176 Views Asked by At

Let's assume there is a fixed set of items from which items are supposedly selected with PRNG source with no item weights, i.e.,

items[prng.nextInt(items.length)]

Many items are sampled this way, about samples.length == 10 * items.length.

If I tally the occurrences of items, some occur more frequently than the average (1.0/items.length) and some occur relatively less frequently.

I have a suspicion that the items may have a weight associated with them, making it so that some items are more likely to be selected and others are less likely by default.

How can I test the sample sequence to detect such hidden bias?
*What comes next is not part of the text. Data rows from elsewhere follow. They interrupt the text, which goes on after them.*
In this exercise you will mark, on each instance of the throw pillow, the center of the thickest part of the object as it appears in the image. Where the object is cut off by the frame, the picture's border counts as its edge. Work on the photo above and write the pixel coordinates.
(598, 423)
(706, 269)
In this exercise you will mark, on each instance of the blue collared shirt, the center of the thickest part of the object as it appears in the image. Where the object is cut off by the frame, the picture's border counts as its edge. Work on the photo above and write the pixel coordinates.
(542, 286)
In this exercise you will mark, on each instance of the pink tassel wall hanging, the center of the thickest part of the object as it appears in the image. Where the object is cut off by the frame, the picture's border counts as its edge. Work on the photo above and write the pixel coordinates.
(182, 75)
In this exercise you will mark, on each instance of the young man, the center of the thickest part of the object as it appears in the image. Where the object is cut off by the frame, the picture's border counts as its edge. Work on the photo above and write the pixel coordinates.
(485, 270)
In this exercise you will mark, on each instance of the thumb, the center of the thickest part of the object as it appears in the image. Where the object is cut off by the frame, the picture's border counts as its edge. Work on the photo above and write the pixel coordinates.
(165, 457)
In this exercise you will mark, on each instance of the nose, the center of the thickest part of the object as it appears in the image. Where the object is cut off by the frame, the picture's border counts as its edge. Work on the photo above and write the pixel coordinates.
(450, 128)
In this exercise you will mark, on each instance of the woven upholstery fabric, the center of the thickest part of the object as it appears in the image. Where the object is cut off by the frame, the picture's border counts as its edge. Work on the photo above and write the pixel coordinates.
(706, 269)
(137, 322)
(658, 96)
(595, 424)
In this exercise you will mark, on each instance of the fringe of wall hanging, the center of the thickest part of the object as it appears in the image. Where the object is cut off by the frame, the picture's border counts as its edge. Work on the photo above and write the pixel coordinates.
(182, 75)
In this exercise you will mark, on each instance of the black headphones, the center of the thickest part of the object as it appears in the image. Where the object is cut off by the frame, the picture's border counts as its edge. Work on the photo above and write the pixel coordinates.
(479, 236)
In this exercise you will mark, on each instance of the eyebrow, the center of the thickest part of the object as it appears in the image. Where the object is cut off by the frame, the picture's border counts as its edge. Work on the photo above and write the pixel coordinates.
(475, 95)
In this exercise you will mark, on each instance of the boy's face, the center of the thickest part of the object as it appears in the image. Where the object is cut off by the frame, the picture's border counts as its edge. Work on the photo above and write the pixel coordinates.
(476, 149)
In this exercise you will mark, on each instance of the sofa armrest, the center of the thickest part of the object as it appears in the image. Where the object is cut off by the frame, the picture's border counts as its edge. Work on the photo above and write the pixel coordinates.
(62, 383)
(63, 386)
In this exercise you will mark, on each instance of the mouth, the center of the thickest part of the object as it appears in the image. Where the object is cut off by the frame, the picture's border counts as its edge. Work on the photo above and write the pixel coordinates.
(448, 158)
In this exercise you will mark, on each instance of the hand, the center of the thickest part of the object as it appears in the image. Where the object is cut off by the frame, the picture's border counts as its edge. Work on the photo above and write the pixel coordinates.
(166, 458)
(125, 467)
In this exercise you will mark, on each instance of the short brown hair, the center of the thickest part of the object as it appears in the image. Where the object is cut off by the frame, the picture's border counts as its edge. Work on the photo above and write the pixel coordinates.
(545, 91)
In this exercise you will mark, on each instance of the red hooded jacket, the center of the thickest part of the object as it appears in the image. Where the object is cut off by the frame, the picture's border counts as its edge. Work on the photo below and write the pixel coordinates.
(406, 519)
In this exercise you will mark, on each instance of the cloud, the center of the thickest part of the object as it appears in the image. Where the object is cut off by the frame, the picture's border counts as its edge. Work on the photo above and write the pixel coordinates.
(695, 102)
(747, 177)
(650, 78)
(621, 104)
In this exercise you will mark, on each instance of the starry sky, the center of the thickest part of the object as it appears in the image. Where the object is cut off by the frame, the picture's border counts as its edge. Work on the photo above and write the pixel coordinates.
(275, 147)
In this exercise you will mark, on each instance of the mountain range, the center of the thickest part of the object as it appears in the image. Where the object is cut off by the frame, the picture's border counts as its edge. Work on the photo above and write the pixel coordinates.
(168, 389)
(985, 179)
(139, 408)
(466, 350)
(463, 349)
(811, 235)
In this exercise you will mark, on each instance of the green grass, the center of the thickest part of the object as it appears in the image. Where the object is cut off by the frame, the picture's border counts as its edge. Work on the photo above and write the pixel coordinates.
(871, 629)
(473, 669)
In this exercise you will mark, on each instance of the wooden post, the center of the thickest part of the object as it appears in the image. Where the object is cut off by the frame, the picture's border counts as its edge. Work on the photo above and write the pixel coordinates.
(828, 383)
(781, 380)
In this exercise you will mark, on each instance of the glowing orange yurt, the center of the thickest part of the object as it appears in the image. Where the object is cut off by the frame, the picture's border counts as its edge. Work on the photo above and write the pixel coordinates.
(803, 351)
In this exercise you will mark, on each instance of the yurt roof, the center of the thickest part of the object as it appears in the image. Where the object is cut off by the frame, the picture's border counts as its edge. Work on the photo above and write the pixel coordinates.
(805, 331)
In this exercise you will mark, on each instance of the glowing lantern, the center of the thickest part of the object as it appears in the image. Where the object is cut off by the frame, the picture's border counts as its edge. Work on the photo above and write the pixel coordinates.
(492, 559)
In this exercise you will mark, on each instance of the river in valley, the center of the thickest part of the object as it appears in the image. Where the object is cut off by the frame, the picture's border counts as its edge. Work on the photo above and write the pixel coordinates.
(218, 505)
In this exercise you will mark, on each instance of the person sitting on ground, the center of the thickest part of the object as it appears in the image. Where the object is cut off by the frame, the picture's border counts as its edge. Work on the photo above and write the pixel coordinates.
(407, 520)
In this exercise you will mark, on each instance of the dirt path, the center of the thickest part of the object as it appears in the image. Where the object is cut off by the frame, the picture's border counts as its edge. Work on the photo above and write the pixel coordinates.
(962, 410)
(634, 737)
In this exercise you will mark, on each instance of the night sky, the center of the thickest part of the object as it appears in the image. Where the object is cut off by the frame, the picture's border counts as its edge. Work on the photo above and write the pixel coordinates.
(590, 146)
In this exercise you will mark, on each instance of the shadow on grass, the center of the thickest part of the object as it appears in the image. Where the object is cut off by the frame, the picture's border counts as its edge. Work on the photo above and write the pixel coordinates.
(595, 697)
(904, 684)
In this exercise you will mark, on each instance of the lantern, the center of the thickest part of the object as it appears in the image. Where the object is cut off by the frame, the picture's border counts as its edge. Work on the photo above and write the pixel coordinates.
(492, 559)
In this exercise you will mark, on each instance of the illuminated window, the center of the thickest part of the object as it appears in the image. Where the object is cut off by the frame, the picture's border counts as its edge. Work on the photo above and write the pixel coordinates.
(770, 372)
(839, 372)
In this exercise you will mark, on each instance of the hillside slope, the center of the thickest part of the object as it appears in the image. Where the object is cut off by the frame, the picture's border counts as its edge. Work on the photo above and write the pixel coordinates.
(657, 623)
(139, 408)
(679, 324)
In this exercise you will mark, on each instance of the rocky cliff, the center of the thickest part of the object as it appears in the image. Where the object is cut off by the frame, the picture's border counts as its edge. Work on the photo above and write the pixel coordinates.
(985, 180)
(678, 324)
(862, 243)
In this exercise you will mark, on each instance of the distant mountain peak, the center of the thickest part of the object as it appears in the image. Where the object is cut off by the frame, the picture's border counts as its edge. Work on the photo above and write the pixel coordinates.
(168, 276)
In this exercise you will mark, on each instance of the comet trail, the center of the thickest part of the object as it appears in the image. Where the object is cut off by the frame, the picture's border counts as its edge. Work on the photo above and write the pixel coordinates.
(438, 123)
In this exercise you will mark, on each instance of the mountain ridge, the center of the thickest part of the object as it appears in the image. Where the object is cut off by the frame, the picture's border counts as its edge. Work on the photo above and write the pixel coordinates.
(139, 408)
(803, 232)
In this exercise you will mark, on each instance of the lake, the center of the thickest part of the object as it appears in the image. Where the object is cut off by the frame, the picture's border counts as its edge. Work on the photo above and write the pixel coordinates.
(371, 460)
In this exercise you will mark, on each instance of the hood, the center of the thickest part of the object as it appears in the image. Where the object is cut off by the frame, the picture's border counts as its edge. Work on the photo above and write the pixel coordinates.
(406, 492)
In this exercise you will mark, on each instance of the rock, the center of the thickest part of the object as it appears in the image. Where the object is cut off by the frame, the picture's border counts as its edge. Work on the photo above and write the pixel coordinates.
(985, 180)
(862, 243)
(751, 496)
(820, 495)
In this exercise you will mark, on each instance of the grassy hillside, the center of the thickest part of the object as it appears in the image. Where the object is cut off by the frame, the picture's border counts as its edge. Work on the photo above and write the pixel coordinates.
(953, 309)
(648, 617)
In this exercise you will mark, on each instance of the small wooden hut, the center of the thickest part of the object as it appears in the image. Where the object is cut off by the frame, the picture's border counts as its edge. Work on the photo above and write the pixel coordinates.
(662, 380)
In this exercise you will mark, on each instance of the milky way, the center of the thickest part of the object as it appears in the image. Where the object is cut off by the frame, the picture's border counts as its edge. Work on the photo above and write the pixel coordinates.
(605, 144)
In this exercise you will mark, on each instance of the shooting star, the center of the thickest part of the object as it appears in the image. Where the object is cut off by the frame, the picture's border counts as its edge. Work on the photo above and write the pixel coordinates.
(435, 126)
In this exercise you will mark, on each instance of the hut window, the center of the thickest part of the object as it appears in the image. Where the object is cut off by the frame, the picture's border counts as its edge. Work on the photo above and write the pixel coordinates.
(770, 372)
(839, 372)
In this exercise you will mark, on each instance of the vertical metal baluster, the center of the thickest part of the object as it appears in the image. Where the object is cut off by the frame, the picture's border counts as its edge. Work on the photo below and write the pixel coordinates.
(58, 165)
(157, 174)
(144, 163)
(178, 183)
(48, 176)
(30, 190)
(Background: I play a popular online game where types of legendary items are supposed to be dropped by mobs in an uniform fashion, yet the data collected of thousands of drops by me and some other players appear indicate not just non-uniformity, but per-player preference. For example, I use a flaming sword and I seem to get more flaming swords than frost swords yet another player gets crossbows and barely any kinds of swords, both inline with our playstyles.)

1

There are 1 best solutions below

4
On BEST ANSWER

I assume that there is only a finite number of items (or type of items) so one can use Pearson's chi-squared test (you can read about it here: https://en.wikipedia.org/wiki/Pearson%27s_chi-squared_test). Basically if you have $k$ items and you suspect that probability of getting each one is $\frac{1}{k}$ and yet the data tells you that the $i$-th item appeared $n_i$ times you can compute the number ($N=n_1+n_2+...+n_k$): $$\chi^2=\frac{k}{N}\left((n_1-\frac{N}{k})^2+(n_2-\frac{N}{k})^2+...+(n_k-\frac{N}{k})^2\right)$$ It should follow a Chi-squared distribution with $k-1$ degrees of freedom. Basically if you observe that this number is much higher than $k-1$ there is a strong suspicion that the data is not uniformly distributed. If you want to know exactly how likely it is you can use WolframAlfa/Mathematica function:
$$\textrm{CDF[ChiSquareDistribution[$k-1$],$\chi^2$]}$$ Where you substitute both the number of items and the value computed above. You should get a value from $[0,1]$ - the higher it is, the stronger is the suspicion that the values is not normally distribution. You can use the $0.95$ or $0.99$ as your cutoff - if the value will be greater than it you can conclude that the data is probably not uniformly distributed.